“The eye cannot say to the hand, ‘I have no need of you,’” the Apostle Paul famously remarked in his comparison of diverse-gifted Christians with body parts. But two weeks ago I asked: what happens if the eye says to the hand, “Hey, I want your job?”
Writers of many novels, bad or otherwise good, fall into that trap. And that’s not only because such authors may have had other callings and likely should not attempt novels, but because a real novelist who writes in a certain genre would best avoid a genre he doesn’t know about.
Worst-case scenario, the writer seems unaware of his ignorance. Yet even in the best cases, I wonder if the writer may actually seem to fear the very genre to which his story is headed.
Beware jumping genres
Fantasy as a genre almost scares me.
I don’t mean that reading it is intimidating, for religious reasons, or that I fail to see the real-world relevance of fantasy. Rather, because I’m started a new project this year, actually trying an Epic Trilogy with a Created Imaginary World, the thought of writing fantasy gives me pause.

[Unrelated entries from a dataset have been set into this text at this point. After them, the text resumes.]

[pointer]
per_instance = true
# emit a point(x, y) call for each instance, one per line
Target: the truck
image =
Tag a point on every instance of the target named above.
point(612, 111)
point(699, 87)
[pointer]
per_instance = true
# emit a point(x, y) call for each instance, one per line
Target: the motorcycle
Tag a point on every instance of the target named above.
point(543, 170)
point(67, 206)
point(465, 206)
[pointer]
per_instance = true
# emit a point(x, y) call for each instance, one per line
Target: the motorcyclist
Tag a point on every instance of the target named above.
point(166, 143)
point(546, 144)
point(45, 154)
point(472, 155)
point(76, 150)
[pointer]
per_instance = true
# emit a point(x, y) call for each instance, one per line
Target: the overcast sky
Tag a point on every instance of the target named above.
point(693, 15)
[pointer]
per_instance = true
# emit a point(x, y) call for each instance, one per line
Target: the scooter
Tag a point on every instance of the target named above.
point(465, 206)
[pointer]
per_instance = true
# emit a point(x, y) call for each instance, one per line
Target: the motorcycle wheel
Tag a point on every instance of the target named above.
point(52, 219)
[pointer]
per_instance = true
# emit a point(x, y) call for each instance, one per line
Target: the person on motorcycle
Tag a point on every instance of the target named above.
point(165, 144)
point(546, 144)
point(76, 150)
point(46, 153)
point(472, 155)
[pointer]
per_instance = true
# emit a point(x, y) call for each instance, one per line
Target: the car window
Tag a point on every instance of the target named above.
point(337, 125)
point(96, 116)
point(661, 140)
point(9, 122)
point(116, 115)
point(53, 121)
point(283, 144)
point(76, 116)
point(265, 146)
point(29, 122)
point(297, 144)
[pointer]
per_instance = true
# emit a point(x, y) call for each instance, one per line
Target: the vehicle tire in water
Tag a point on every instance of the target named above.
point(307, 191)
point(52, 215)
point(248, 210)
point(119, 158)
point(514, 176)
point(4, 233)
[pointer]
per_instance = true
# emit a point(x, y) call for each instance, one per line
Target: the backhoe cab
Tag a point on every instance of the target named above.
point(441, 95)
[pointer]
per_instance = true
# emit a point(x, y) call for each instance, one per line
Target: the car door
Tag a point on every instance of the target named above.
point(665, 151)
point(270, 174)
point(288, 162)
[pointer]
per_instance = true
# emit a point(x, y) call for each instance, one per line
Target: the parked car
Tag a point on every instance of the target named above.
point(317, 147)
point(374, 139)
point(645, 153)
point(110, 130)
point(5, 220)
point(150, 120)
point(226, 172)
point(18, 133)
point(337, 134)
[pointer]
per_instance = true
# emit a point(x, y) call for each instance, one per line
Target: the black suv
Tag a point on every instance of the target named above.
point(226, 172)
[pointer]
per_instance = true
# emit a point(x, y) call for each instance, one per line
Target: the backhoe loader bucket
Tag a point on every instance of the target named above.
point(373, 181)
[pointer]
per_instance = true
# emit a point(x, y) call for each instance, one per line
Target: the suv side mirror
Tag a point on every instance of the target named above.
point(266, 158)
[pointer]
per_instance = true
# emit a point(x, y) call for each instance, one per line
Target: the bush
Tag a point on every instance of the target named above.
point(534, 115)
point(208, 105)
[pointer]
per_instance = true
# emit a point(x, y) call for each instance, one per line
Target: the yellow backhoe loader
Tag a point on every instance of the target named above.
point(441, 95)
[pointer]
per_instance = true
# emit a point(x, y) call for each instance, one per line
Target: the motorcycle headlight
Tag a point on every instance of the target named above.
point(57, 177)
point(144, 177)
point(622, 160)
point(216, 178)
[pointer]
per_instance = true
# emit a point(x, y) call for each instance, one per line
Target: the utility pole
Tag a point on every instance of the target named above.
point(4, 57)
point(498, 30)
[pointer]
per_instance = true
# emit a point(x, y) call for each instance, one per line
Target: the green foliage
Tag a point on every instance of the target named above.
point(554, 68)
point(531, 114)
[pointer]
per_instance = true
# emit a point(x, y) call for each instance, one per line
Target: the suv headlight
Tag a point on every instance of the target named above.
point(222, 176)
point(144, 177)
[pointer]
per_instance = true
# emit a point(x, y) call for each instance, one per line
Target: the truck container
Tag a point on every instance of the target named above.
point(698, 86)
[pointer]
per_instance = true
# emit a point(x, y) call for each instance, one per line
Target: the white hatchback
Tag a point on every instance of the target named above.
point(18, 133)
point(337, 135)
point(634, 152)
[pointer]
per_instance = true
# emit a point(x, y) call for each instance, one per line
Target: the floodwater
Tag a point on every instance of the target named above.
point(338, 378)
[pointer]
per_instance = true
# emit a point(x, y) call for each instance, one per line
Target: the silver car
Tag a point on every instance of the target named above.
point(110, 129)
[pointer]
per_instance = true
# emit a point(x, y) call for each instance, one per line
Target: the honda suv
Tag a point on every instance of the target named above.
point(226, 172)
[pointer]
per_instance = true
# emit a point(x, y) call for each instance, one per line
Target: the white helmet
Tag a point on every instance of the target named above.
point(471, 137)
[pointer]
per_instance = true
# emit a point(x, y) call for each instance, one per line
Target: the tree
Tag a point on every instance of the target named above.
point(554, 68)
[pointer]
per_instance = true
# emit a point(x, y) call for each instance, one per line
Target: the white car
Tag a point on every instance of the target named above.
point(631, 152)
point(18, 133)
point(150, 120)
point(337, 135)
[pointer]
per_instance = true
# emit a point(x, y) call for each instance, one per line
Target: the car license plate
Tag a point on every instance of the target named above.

This is a good thing. It means I might not take lightly this genre’s conventions (either to obey or deviate from) and may not ignore how other writers have done well. My wife and I have begun reading The Silmarillion together. Even if I’m not aiming for high fantasy, why not re-learn from a master of this craft and this genre? (And no, by the way, I’m not hoping to imitate Tolkien, yet I might remind others that trying too hard to be “original” so often fails.) Maybe along with my existing enjoyment of the genre, and humility to learn from its crafters, fantasy won’t scare me.
It should have scared author(s) of the 1990s Millennium end-times books I’ve been picking on. Even if he/they did admit to themselves, Okay, this is fantasy, so let’s not shy away from it, it doesn’t seem they were at all aware of how to handle fantastic events or creatures.
Next week, I hope to consider a book that apparently did fear fantasy. But summarizing a few of these may help readers and writers determine why some Christians’ over-exuberant fantasy attempts at fantasy just fail.
Shut down the splash. Fantastic events should have a point. On the front cover of The Third Millennium is an illustration of two white-glowing figures dropping out of the clouds. This is supposed to be Moses and Elijah, a literal return of the two prophets as witnesses (based on a particular reading of Revelation 11). In the book, when these two appear, it’s obvious to bad guys and good guys alike (not much subtlety in TTM) that this is supernatural — but the description of the two men “materializing” with all these special effects does nothing to further the story.
Watch the believability. Even in nonfiction Christians screw this up, presenting rather weak reasons to have faith in Jesus (there are secret codes in the Bible!) rather than focusing on the more-vital truths (Christ rose from the dead). What would an Old-Testament prophet who’s just materialized out of the clouds say if asked for a sign? How about: Hel-lo, I just materialized out of the clouds? Moses of TTM doesn’t do that. Instead he gives some spiel about how the name Elohim and the word Torah are encoded in the Old-Testament Scriptures, and they can check that out with some of those modern computer devices you have. Yeah. That just isn’t believable.
Quotation marks aren’t magic. Fantastic elements don’t seem more real if they’re described by characters. This is especially true if an already-vellum-thin and unbelievable character is saying it. Figure A: “The smoky atmosphere is making the sun appear to be black. But look at the moon that’s coming up! It’s blood red!”
Fantastic elements set on the real Earth should match some reality. I’ll have more to say about this in coming weeks. But in summary: if you write a novel trying to be about the real world, and especially about the real God, don’t violate reality. I can believe that someone could jump to another world where God works differently. But if a writer hopes to keep me in the real world and accept wrong ideas about God here — such as “He could be a she” — I’m gone.
Perhaps you can think of other fantasy-fiction fails, common to Christian authors who jump genres without understanding better how speculative fiction works. I’m definitely still learning this myself (along with, say, being reminded of the deeper reasons a character may seem shallow as Becky pointed out so well last week!). And what might you have learned from such books?